Q. Hi. I've always been a quiet, unassuming type and recently took a personal assertiveness course to "reclaim my power", in the quest for a promotion and career advancement. After the course, I drafted a long memo to my boss, the owner of a small computer marketing company, expressing my concern for the stupidity of his business strategy. I also offered some advice on his hair-style, telling him to ditch the comb-over and bad fashion sense. In daily planning meetings, I started telling jokes like, "hey everyone did you hear about the boss of a small company who had chronic erectile dysfunction and premature ejaculation and couldn't boost sales -- all in one week". Admittedly, no one laughed at the last joke and the boss has seemed a bit cold lately. Do you think I might have gone too far? Achmad.
A. It's probably a good time to start looking for another job. You can probably also forget a reference. There's assertiveness and stupidity. Openly insulting the boss or your superior is a stupid thing to do in any walk of life, especially if you want a promotion. Your letter - for other readers - illustrates an extreme case of lack of emotional intelligence, often called "E.Q." For you Achmad, I'd either stick to interacting with computers or have a deep think about your social skills.
Dear Mr Achmad Esquire,
My youngest son wants to become a stand up comedian. Of course he rather would have liked to be a ukulele player and singer, but for obvious reasons I will not allow it.
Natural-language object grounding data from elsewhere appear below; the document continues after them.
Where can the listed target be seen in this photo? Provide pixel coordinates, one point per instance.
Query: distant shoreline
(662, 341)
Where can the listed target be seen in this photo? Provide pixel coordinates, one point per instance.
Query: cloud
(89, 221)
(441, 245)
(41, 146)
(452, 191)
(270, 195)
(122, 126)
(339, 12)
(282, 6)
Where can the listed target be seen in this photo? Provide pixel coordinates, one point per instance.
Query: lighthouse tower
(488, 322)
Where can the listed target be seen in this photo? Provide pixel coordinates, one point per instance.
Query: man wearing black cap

I now humbly ask you, being THE expert in this profession, for some advice on where my son should have his training and education to become the best stand up comedian outside of Indonesia?
I’m not an expert in the stand-up comedy field. I aspire, ultimately, to tell only The Truth. My Ukuele playing, Cabaret singing, and poems, are just a means to an ends.
For your son, though, I’d suggest just absorbing every good comedy resource available. Monty Python, the Goon Show, Jackass, even gross-out humour from America, as well as Shakespeare. I’d suggest, just letting him go, comedy’s brutal. Stand-up comedy is the most brutal. Being funny, on cue, to heckling audiences.
I wouldn’t wish it on my worst enemy, most of whom are Bule.
Bottom line, I think is that life is the best training for stand-up comedy. I know that doesn’t help much. But trained comedians end up like the stand up comedian in the Borat Movie: Unfunny, earnest, crap.
Final word: I don’t know how to train funny. It is or it isn’t.
Sorry I can’t be of more help.
Is this you, Achmad….errr, Achmed?
I am very much alive, Friend.
Great stuff. Merdeka!
WOW…….you are a great columnist person!
And you are very, very funny too!
Many thanks, but my main calling in life is the Ukuele. If you’d like some advice, I’d be happy to give it. Sometimes I also do plastic surgery, but only as a hobby and normally on uneducated poor people.
LOL! I love your advice!! But, I have to disagree with you on the Mr. Toaster game. We have hours of fun playing that game at home!
You really make me laugh Thanks for pretty much making my day, even thought, it is almost over! You have a great talent CONGRATS <3
Best of luck
Mr. Andys Yth.,
It all come from the Pancasila…
Sometimes I also do plastic surgery, but only as a hobby and normally on uneducated poor people.
So your using these poor people for your experiments yea? what kind of a creacher are you.
I think your probably just a backstreet abortionist.
Pak/Ibu Schmerly Yth,
I don’t know what sort of creacher I am, but I know plenty of screechers !
Va Va Voom !
Yes the usual moronic reply from the head moron himself Assmad Sudarsono.
You should study the Pancasila you may learn something.